Four years ago in January 2018, I was a Deputy Sister in the Endoscopy Unit and became the first Nurse from Royal Cornwall Hospitals NHS Trust (RCHT) to commence the HEE Clinical Endoscopist Training Programme to become a Clinical Endoscopist. This involved a 30-week programme where I was supported by my Trust to complete two Training Lists of Flexible Sigmoidoscopies per week, attend theory training days at King’s College London as well as allowing me time to complete the academic element of the course.
Within the 30-week HEE programme, 200 Flexible Sigmoidoscopy had to be completed before I could be assessed as competent for independent practice. As I was nearing 150 procedures the RCHT plan developed and I was asked to continue to train in Colonoscopy following completion of the programme. My training lists were converted to Colonoscopies which all counted towards the 200 procedures required for the programme.
I was accredited in Flexible Sigmoidoscopy in June ’18, my job plan was adapted to accommodate Colon training to meet the further requirement of 200 Colonoscopies prior to commencing independent practice. During this time, I completed two Colonoscopy training lists alongside two Independent Flexible Sigmoidoscopy lists which I believe assisted me in attaining accreditation in colonoscopy within one year of commencing the HEE programme.
RCHT’s plan was to diversify and establish a stable, flexible workforce as the demand for diagnostic and screening Endoscopy was set to increase. Having a nursing background offers a unique blend of nursing attributes combined with the skills and knowledge of specialised advanced practice. This was evident during the initial stages of the pandemic, when consultants were pulled to wards and Covid areas, many Endoscopy units ceased to deliver the service. At RCHT we were able to continue with a modified Endoscopy service where I continued Colonoscopy lists alongside my Clinical Endoscopist colleague delivering an essential diagnostic service for symptomatic patients at the highest risk of Bowel Cancer.
During the subsequent two years I consolidated my skills and knowledge of independent advanced practice in Colonoscopy, completing five Endoscopy Lists per week. Concurrently, I commenced training in reading small bowel capsule endoscopies and completed a Masters module in Independent Prescribing which enhanced autonomous practice, ensuring I had the ability to provide the optimal experience for all my patients.
Bowel cancer screening (BCS) age extension then highlighted the need for additional BCS accredited Endoscopists nationally. At the end of 2020, the Clinical Director of the BCS service extended an invitation to all Endoscopists who met the key performance indicators necessary to apply for accreditation in Screening Colonoscopy, as a result I was asked to apply for accreditation.
Whilst flattered, I felt overwhelmed and full of trepidation, but I was encouraged by my colleagues and Clinical Supervisor to proceed. I knew that I would regret passing up this valuable opportunity to further enhance my advanced practice and the opportunities that this qualification would present.
Over the next six months I prepared by increasing my exposure to larger, more complex polypectomies, attending weekly BCS lists and utilising the expertise of the existing BCS Consultant Endoscopists. I attended a Joint Advisory Group accredited BCS theoretical seminar and practical preparation day hosted by the Southwest Bowel Cancer Screening Hub in Gloucestershire, where it was recommended that I undertake summative assessment at the next available BCS assessment day which took place six weeks later.
Following successful completion of the multiple choice question and practical assessment, I began Independent BCS practice. My job plan was adjusted once more to accommodate five Endoscopy Lists per week inclusive of one-three BCS lists.

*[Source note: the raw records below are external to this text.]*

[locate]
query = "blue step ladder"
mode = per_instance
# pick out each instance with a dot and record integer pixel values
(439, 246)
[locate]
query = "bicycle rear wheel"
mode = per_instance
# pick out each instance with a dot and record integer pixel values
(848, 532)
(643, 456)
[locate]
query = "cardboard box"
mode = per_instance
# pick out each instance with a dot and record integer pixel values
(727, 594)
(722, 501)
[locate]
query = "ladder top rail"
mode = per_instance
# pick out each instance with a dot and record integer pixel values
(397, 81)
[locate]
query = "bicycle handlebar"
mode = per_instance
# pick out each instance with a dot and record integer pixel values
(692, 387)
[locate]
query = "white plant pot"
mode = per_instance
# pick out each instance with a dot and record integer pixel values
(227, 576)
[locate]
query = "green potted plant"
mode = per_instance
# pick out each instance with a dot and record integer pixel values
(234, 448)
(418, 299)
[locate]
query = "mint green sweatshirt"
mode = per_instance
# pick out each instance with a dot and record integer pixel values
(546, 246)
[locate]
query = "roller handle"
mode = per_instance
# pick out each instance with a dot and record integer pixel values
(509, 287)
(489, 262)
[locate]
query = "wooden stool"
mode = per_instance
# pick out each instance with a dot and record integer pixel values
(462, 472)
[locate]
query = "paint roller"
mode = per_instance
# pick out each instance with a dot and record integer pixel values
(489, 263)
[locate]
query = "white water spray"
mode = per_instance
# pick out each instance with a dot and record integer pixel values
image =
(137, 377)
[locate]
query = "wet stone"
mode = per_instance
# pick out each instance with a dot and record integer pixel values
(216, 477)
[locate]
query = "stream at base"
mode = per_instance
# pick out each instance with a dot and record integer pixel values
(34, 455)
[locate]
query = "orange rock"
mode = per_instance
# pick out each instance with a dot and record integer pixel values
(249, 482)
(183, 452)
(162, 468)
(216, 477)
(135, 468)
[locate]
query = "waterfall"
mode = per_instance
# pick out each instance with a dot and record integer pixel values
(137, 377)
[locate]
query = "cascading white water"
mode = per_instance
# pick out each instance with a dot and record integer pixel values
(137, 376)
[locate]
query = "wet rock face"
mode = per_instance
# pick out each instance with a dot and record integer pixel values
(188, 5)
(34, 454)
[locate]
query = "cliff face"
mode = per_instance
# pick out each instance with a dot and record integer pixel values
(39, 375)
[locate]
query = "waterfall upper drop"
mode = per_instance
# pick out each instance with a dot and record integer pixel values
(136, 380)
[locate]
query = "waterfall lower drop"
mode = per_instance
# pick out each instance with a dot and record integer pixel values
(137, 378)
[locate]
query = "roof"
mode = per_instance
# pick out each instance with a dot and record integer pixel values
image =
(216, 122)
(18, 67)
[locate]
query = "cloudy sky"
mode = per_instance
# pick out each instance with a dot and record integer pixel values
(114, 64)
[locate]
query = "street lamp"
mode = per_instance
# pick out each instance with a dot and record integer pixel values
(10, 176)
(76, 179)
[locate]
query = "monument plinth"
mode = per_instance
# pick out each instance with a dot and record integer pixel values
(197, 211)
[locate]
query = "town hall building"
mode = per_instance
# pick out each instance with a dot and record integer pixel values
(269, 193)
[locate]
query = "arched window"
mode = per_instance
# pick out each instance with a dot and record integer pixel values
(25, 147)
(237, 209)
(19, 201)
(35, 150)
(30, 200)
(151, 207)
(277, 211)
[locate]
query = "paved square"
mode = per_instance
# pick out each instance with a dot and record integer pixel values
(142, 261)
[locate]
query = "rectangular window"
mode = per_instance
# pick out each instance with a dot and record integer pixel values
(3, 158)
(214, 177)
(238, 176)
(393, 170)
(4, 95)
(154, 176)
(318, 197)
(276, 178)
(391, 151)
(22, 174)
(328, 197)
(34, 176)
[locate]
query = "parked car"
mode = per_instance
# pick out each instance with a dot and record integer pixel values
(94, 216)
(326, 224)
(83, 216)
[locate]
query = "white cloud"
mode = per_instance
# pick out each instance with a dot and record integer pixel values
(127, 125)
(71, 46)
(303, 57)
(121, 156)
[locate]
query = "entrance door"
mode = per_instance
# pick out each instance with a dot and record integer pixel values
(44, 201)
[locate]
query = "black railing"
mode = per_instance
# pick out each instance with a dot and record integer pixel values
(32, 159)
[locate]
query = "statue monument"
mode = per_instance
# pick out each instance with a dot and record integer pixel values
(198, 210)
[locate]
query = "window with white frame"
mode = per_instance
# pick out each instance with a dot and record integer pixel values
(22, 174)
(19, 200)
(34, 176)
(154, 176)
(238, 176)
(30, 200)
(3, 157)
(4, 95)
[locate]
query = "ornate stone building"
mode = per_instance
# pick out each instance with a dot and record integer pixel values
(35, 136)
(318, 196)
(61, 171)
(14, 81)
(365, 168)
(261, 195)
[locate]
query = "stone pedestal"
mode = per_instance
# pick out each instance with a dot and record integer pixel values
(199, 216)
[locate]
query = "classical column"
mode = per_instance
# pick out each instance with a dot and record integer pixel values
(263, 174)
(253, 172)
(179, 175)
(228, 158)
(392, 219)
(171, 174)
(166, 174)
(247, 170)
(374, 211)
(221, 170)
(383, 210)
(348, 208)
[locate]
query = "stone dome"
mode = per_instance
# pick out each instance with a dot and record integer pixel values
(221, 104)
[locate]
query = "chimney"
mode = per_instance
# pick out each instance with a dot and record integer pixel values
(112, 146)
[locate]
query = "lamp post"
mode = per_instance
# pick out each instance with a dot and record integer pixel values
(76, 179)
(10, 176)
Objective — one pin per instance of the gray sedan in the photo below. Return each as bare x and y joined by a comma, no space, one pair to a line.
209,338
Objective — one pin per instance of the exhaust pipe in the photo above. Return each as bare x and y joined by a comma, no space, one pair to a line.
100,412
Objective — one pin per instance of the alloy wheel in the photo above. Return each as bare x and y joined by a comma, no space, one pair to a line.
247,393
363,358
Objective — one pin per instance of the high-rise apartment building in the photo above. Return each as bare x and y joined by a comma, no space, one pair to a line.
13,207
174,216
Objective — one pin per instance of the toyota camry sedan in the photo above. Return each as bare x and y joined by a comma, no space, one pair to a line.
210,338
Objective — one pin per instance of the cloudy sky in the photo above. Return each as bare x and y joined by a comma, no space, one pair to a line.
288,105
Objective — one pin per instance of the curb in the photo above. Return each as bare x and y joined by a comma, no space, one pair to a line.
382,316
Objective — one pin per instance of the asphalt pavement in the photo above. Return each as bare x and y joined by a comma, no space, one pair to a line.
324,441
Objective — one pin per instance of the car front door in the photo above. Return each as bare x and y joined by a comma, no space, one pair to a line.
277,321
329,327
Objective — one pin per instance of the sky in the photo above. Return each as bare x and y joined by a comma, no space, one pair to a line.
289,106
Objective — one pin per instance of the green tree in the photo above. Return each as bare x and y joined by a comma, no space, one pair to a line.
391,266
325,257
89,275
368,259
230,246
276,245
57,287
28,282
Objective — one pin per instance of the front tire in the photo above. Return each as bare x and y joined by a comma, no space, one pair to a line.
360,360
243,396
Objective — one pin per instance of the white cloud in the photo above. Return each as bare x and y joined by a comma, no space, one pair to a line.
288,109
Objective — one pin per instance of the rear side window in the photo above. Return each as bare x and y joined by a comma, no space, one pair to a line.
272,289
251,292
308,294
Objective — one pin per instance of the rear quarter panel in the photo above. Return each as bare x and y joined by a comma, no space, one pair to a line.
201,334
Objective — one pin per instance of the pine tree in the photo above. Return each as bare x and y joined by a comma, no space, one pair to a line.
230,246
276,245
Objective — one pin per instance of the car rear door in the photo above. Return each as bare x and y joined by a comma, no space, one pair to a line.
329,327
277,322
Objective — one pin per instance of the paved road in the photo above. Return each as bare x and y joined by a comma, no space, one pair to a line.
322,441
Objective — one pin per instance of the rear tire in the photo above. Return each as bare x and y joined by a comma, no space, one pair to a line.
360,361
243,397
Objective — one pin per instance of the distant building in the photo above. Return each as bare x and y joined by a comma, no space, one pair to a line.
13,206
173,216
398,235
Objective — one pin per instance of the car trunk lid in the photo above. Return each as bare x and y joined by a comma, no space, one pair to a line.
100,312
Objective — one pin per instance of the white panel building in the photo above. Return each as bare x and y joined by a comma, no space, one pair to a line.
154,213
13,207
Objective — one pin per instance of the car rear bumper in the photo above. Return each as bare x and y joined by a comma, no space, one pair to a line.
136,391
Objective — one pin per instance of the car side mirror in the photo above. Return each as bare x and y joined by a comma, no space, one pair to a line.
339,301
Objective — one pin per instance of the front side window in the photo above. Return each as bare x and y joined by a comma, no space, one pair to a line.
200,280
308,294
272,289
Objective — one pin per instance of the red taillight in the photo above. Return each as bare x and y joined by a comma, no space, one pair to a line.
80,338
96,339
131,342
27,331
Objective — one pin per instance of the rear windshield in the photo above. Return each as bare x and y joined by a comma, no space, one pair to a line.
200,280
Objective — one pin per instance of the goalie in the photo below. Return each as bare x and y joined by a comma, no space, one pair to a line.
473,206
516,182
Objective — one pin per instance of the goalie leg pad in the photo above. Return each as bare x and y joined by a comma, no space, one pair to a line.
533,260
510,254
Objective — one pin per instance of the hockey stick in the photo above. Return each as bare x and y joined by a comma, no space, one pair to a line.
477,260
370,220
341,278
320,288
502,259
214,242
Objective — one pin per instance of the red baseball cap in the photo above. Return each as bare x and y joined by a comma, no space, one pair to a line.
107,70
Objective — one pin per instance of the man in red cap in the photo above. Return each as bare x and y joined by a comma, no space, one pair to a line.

Whilst the Clinical Endoscopist team undertake the majority of diagnostic procedures, we are encouraged and supported by our consultant colleagues and the Trust alike to develop beyond a diagnostic level of practice. Now providing training to trainee Endoscopists and performing advanced procedures such as advanced polypectomy, chromoendoscopy, general anesthesia procedures, gastrointestinal bleed and trans nasal endoscopy.
That said, with consideration that much of our workload is diagnostic, I feel we have raised the quality and improved patient experience of diagnostic Endoscopy with improved technical skills, service improvement and shared experiences in training. This has been apparent from amazing positive patient feedback, often the phrase “that wasn’t as bad as I thought it would be” are said by patients’ as they leave the procedure room.
My professional journey over the past four years has been challenging and rewarding in equal measures, I feel fortunate to have had the opportunity but also feel proud that I have risen to the challenges that have faced me along the way. I feel that I have pushed the boundaries of advanced practice in Clinical Endoscopy at RCHT which has led to a supportive role within our growing team of Clinical Endoscopists, offering mentorship and planning with their development. Next, I plan to complete Upper GI Endoscopy training with the support of the HEE Clinical Endoscopist Training Programme in the near future and continue learning through experience every day.